Isso aí na foto é um buraco. Este buraco está aberto há mais de 15 dias na minha rua. Já não está mais só, já que o volume das chuvas trouxe mais quatro amiguinhos para o buraco original.
Essa deve ser a realidade de várias ruas dos bairros da Grande Vitória que não sofreram pra valer com as recentes tempestades. O problema é que, ao contrário da minha rua e de várias outras menos importantes, as vias principais já passaram pela operação tapa-buracos.

A minha curiosidade é: como é possível escalar uma equipe, agendar o caminhão que transporta a mistura de asfalto, ir até uma via importante, cobrir uma série de buracos e simplesmente ignorar TODAS as vias alimentadoras e capilares que se conectam num raio de 200-300 metros?
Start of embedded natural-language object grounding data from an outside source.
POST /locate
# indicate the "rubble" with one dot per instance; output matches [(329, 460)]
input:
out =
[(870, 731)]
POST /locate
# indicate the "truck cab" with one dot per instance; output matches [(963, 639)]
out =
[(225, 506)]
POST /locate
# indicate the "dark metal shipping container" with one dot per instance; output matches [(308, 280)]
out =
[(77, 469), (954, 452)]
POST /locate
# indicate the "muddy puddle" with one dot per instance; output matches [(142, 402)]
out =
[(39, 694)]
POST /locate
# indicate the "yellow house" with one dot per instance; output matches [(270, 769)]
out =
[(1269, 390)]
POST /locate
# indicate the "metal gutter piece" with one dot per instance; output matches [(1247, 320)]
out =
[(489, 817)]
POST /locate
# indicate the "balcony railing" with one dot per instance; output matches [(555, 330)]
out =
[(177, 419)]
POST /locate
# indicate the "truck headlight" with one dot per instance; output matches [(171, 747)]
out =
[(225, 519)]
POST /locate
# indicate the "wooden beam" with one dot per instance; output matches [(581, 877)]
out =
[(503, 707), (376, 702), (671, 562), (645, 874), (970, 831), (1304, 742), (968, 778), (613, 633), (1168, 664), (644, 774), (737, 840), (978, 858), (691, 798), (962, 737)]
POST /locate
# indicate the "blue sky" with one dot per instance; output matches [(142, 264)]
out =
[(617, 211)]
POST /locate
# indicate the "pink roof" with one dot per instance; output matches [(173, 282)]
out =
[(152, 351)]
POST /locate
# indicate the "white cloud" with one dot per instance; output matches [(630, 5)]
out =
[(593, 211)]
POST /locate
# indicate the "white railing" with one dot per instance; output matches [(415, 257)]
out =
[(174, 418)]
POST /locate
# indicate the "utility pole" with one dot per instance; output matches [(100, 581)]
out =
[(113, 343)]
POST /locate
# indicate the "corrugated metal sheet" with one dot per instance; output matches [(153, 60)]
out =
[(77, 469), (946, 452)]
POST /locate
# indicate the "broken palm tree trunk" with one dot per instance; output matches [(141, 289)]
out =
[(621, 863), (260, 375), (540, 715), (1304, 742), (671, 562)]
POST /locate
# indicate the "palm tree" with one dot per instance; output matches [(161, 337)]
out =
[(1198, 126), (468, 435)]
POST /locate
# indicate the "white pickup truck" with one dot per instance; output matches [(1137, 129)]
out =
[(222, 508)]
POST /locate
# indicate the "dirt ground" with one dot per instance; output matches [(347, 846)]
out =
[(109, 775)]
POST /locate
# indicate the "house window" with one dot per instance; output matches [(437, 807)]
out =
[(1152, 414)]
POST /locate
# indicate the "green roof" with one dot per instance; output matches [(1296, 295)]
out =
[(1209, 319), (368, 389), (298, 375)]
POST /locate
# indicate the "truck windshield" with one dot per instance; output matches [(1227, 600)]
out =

Ah, existe um itinerário, um planejamento, uma ordem, um sistema. Aham, sei. Vamos fazer um exercício teórico, transformando num passe de mágica uma secretaria de obras ou de infraestrutura de trânsito em uma micro, pequena ou média empresa brasileira. Nem vou pegar pesado sugerindo que seja uma empresa familiar. Vamos supor que se trata de uma empresa devidamente profissionalizada, equilibrada financeiramente, com seus cargos ocupados por mérito e com um certo know-how naquilo que faz: consertar buracos abertos pela chuva.
Um detalhe importante: sua empresa recebe para cobrir TODOS os buracos e recebe por cada um deles. A estratégia é atender e deixar satisfeito o maior número de clientes possível economizando recursos sem perder a qualidade da entrega (poderia falar até em inovação na prestação do serviço mas vou deixar pra lá). Isso é a iniciativa privada, certo?

Observem o mapa acima. As vias indicadas em amarelo e laranja são aquelas contempladas pela operação do poder público perto da minha casa. Vale esclarecer que a codificação das cores NÃO É MINHA. Eu simplesmente capturei o mapa do Google pois a classificação “oficial” da importância e da intensidade do fluxo das vias já explica o critério de seleção da prefeitura quando precisa resolver o problema.
Imaginem. Tudo que está em branco foi até visto pela equipe da operação. Eles proavelmente estacionaram o caminhão em uma via dessas. Fizeram o almoço e o descanso pós-almoço nas diversas vias em branco. Encontraram velhos amigos, falaram sobre festas de fim de ano e desejaram o melhor de 2012 uns aos outros naquelas ruas. Só não fecharam um buraco sequer em nenhuma delas porque… Por quê?
Porque não importa. Porque não passa ônibus ali, porque ninguém daquelas ruas tem tempo de ficar ligando para a prefeitura reclamando dos buracos abertos há 20 dias, porque aquelas pessoas ali simplesmente pagam o IPTU e mais nada, logo isso não dá direito a tratamento VIP.
Cada vez mais eu vejo gente falando em crescimento do Espírito Santo, em eficiência, transparência, qualidade na prestação do serviço público.
A grande verdade é que se qualquer esfera do poder público capixaba fosse uma empresa privada, que depende de eficiência, produtividade e da satisfação dos seus clientes para prosperar, já tinha quebrado.
Neste ano teremos eleições municipais. Seria irônico se fosse um processo seletivo para preenchimento de cargos na iniciativa privada. Será que passaria alguém?